Blastoma pleuropulmonar
Los blastomas pleuropulmonares son tumores poco frecuentes que, por lo general, se presentan debajo del tejido que reviste el pulmón. En el blastoma pleuropulmonar se pueden encontrar cambios en un cromosoma específico. Cada célula del cuerpo contiene ADN (material genético que se almacena dentro de los cromosomas) el cual determina como una célula luce y actúa. Parte del ADN en el cromosoma 8 es, por lo general, anormal en estos tumores. El blastoma pleuropulmonar en estadio temprano se forma como un tumor parecido a un quiste en el pulmón. Por lo general, se presenta en los dos primeros años de vida y tiene buen pronóstico. Los tumores en estadio tardío son sólidos y se pueden diseminar hasta el cerebro. Cuando el tumor se extirpa completamente mediante cirugía en algún momento del tratamiento, mejora la probabilidad de curación. Este tumor puede recidivar o diseminarse,
a pesar de la extirpación quirúrgica. No hay opciones de tratamiento estándar para el blastoma pleuropulmonar. Los tumores en estadios tempranos se pueden tratar con cirugía sola o con cirugía y quimioterapia adyuvante para ayudar a prevenir que el tumor vuelva. Los tumores en estadios tardíos se pueden tratar con cirugía seguida de quimioterapia. Se puede usar radiación cuando el tumor no puede
extirparse quirúrgicamente. Se ha observado que muchos pacientes jóvenes
afectados por este tumor tienen antecedentes familiares de cáncer en algún pariente
cercano.
El blastoma pleuropulmonar también se puede presentar en los hermanos de los pacientes.
Tumores de esófago
El cáncer de esófago (el tubo muscular por el que pasa la comida desde la garganta hasta el estómago) es poco frecuente en el grupo de edad pediátrica.
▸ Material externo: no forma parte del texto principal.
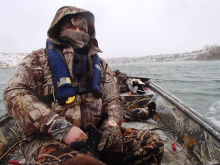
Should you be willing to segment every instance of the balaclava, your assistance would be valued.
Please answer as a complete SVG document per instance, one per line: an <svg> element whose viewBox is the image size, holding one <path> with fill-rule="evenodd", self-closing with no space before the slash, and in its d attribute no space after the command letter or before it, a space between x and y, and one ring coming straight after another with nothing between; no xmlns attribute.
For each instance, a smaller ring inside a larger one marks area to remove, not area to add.
<svg viewBox="0 0 220 165"><path fill-rule="evenodd" d="M72 28L78 26L84 32L76 32ZM61 20L60 26L60 40L67 42L73 46L74 49L80 49L89 43L88 23L86 19L80 15L69 15Z"/></svg>

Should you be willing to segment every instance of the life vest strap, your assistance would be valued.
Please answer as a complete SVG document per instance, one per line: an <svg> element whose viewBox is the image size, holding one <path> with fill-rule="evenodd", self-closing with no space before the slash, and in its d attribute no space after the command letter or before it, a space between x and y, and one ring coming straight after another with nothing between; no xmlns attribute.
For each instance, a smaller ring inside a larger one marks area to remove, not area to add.
<svg viewBox="0 0 220 165"><path fill-rule="evenodd" d="M82 86L82 87L74 86L73 88L75 90L75 93L79 94L79 95L84 94L84 93L92 93L92 89L90 89L90 88L88 88L86 86ZM57 101L57 98L56 98L54 93L46 95L46 96L40 95L40 96L38 96L38 98L41 101L43 101L45 104Z"/></svg>

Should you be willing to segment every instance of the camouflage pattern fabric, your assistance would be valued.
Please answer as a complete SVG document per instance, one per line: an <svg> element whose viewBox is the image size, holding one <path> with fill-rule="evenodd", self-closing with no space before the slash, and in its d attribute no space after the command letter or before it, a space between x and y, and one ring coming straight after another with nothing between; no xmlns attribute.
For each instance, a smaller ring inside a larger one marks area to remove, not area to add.
<svg viewBox="0 0 220 165"><path fill-rule="evenodd" d="M73 74L74 49L60 42L58 32L60 30L59 23L61 19L67 15L74 14L82 14L85 17L88 23L88 34L90 35L90 49L88 51L89 73L80 80ZM60 8L48 30L48 38L51 42L60 44L63 58L71 76L72 85L90 87L93 73L92 59L96 53L101 52L95 38L93 14L76 7ZM78 151L70 149L62 141L66 133L73 126L80 127L85 131L88 123L100 128L103 122L105 123L105 121L109 119L114 120L118 126L121 126L123 109L117 82L108 64L103 59L100 59L100 63L101 98L96 99L93 93L77 94L72 103L65 105L59 105L56 101L48 103L40 99L42 98L40 96L47 96L54 93L51 70L45 49L33 51L17 66L5 88L3 97L8 114L16 120L19 126L24 128L23 140L30 139L29 136L35 134L34 140L24 141L23 145L23 152L29 164L39 164L38 162L51 162L51 164L55 162L55 164L57 164L71 157L75 157ZM126 75L122 77L125 78ZM103 113L107 113L109 118L103 121L101 118L94 117L101 116ZM61 127L62 129L59 129ZM121 134L119 136L121 136ZM147 139L145 139L145 135L143 137L139 136L139 132L131 132L124 136L125 153L128 154L130 152L130 154L136 158L141 157L141 159L154 159L154 161L156 161L157 156L155 156L155 153L158 153L159 149L158 146L154 146L154 143L158 140L149 141L149 145L152 145L151 148L157 150L152 152L154 156L147 152L147 157L144 158L146 153L142 153L142 151L146 148L144 146L148 144L146 142L145 145L146 140L152 137L158 139L159 137L157 135L149 135L149 137L146 136ZM142 138L142 140L139 141L136 138ZM129 139L130 142L127 142L126 139ZM136 141L138 141L137 144L139 144L139 142L140 144L144 144L144 148L139 145L142 155L138 155L139 151L136 153ZM130 146L131 143L135 144L135 146ZM161 146L159 146L159 148L161 148ZM123 160L127 161L127 158ZM159 162L159 159L157 161Z"/></svg>
<svg viewBox="0 0 220 165"><path fill-rule="evenodd" d="M49 38L53 42L58 39L54 38L52 32L59 27L56 26L56 23L59 24L61 18L85 12L85 10L75 7L63 7L58 10L48 30ZM86 13L93 17L90 12ZM91 24L93 21L88 19L87 22L90 36L95 37L94 25ZM90 29L90 27L93 28ZM71 75L72 85L90 87L93 73L92 57L100 52L98 45L91 45L88 51L89 74L83 76L81 80L78 80L73 74L74 49L70 46L63 46L61 51ZM8 113L24 128L23 135L28 136L33 132L43 133L62 141L72 126L85 130L86 125L92 123L99 128L102 119L93 116L101 115L104 112L114 118L118 125L121 125L123 111L119 91L113 74L103 59L100 59L102 97L96 99L93 93L77 94L72 103L59 105L56 101L44 103L44 100L39 99L39 96L47 96L54 92L47 58L45 49L34 51L26 56L17 66L4 91L5 107ZM57 129L59 125L62 125L64 129Z"/></svg>
<svg viewBox="0 0 220 165"><path fill-rule="evenodd" d="M160 164L164 146L160 137L153 131L122 128L123 153L100 152L99 160L109 165ZM30 140L23 144L26 164L61 164L76 157L79 151L72 150L66 144L46 136ZM90 164L96 161L89 160ZM82 163L83 160L78 163ZM88 163L88 162L87 162ZM88 164L89 164L88 163ZM95 163L93 163L95 164Z"/></svg>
Los síntomas están relacionados con dificultad para tragar y la consecuente pérdida de peso.
Las opciones de tratamiento para el cáncer de esófago son la radioterapia o la quimioterapia. Por lo general, el pronóstico es precario para este cáncer, que
raras veces se puede extirpar completamente. (Para mayor información, consultar el sumario del PDQ sobre Tratamiento del cáncer del esófago 10 en los adultos.)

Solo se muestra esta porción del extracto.